Searsh feature for more than 1 word

Found an issue with the phpBB system here at NESdev? Use this forum to report problems.

Moderator: Moderators

Post Reply
User avatar
Bregalad
Posts: 8056
Joined: Fri Nov 12, 2004 2:49 pm
Location: Divonne-les-bains, France

Searsh feature for more than 1 word

Post by Bregalad »

It's really annoying. If I search for "foo bar" searsh will give me posts that contains either "foo" or "bar" but I want to look up posts that contains both "foo" and "bar". It does that no matter what is the position of the radio button.
User avatar
koitsu
Posts: 4201
Joined: Sun Sep 19, 2004 9:28 pm
Location: A world gone mad

Re: Searsh feature for more than 1 word

Post by koitsu »

The default model for the search box is AND, with the two terms space-delimited. An example would be to enter into the textbox the literal string graphics snake. The results you'll get back are individual posts that contain the word graphics and also contain the word snake. Proof:

search.php?keywords=graphics+snake&terms=all

The | (pipe) operator is used to change the logic from AND to OR; for example graphics | snake would look for posts that contain the word graphics or the word snake and return all those results. I believe this is the same thing as choosing the "Search for any terms" radio button.

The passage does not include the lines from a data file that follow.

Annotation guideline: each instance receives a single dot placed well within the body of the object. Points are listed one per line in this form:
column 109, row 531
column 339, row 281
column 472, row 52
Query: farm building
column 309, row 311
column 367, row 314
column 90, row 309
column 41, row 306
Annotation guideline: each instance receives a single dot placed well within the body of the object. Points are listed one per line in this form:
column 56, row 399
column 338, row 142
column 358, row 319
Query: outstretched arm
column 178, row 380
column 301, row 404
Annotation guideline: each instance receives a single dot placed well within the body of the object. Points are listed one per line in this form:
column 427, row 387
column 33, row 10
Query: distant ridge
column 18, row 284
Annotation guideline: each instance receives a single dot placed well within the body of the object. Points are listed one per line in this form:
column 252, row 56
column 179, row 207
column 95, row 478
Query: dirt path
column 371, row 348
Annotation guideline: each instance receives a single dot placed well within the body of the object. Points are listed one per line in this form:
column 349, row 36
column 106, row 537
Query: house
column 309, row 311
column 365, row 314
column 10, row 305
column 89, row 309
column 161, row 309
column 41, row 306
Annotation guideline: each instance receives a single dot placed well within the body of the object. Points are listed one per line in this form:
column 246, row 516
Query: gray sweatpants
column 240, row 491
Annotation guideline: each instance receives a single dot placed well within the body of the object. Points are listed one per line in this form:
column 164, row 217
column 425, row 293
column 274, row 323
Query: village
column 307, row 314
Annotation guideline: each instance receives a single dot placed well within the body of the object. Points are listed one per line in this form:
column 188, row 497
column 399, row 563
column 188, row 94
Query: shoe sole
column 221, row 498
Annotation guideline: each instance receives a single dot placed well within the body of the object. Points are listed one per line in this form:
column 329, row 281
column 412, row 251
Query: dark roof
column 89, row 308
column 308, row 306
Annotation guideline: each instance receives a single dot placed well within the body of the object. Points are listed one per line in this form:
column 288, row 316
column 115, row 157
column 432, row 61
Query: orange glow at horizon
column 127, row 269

Use of double quotes (ex. "graphics snake") do not cause the search function to look for the string graphics snake as an individual word/phrase. phpBB does not support phrase-searching like this.

There are also numerous settings/adjustments in phpBB itself, such as when building the search results (this happens behind the scenes) there are a minimum number of characters and a maximum number of characters that limit the results; those are set to 3 and 14 right now, respectfully. So if you're looking for a short phrase such as ok that probably won't get you accurate results. There is also a "common word threshold" percentage adjuster that ignores certain words in queries that meet certain criteria; we have this set to 20% right now. For example the word if would probably match that condition, since it's an incredibly common word used in posts.
User avatar
Bregalad
Posts: 8056
Joined: Fri Nov 12, 2004 2:49 pm
Location: Divonne-les-bains, France

Re: Searsh feature for more than 1 word

Post by Bregalad »

phpBB does not support phrase-searching like this.
Oh that sucks because that's exactly what I would be looking for. This is weird especially considering it's simpler to seach for 1 phrase than 2 words (I mean, computationally).

PS : It's also weird a search for "snake graphics" doesn't show your post, which contains both terms (and now this very post should be included too in the list because of this very sentence)
User avatar
koitsu
Posts: 4201
Joined: Sun Sep 19, 2004 9:28 pm
Location: A world gone mad

Re: Searsh feature for more than 1 word

Post by koitsu »

Bregalad wrote:
phpBB does not support phrase-searching like this.
Oh that sucks because that's exactly what I would be looking for. This is weird especially considering it's simpler to seach for 1 phrase than 2 words (I mean, computationally).
I'd urge you to join the phpBB forums and complain then. The general response given by the community there is "use Google" (I see the legitimacy of this but also roll my eyes). The colloquial term you're looking for, BTW, is "phrase search" or "phrase match". If you find a actively maintained phpBB mod(ule) that does what you want and works with our version of phpBB and (as said) is actively maintained then I'd be happy to install it/try it. What I found though is pretty abysmal (meaning I think this kind of functionality has to be added to the phpBB core itself, and not an addon module).
Bregalad wrote: PS : It's also weird a search for "snake graphics" doesn't show your post, which contains both terms (and now this very post should be included too in the list because of this very sentence)
It will eventually. The search index does not get rebuilt every single time someone posts something; search results are cached server-side (part of phpBB). The cache expires every 1800 seconds. Try again in 30-60 minutes and you'll get the result you expect. The caching is done to keep the server load down; there are literally 113108 posts, and the current number of indexed words is at 103264. I think the last time the index got rebuilt (induced by tepples) it took quite some time (hours). Large forums with lots of posts over many many years do not scale well.
Post Reply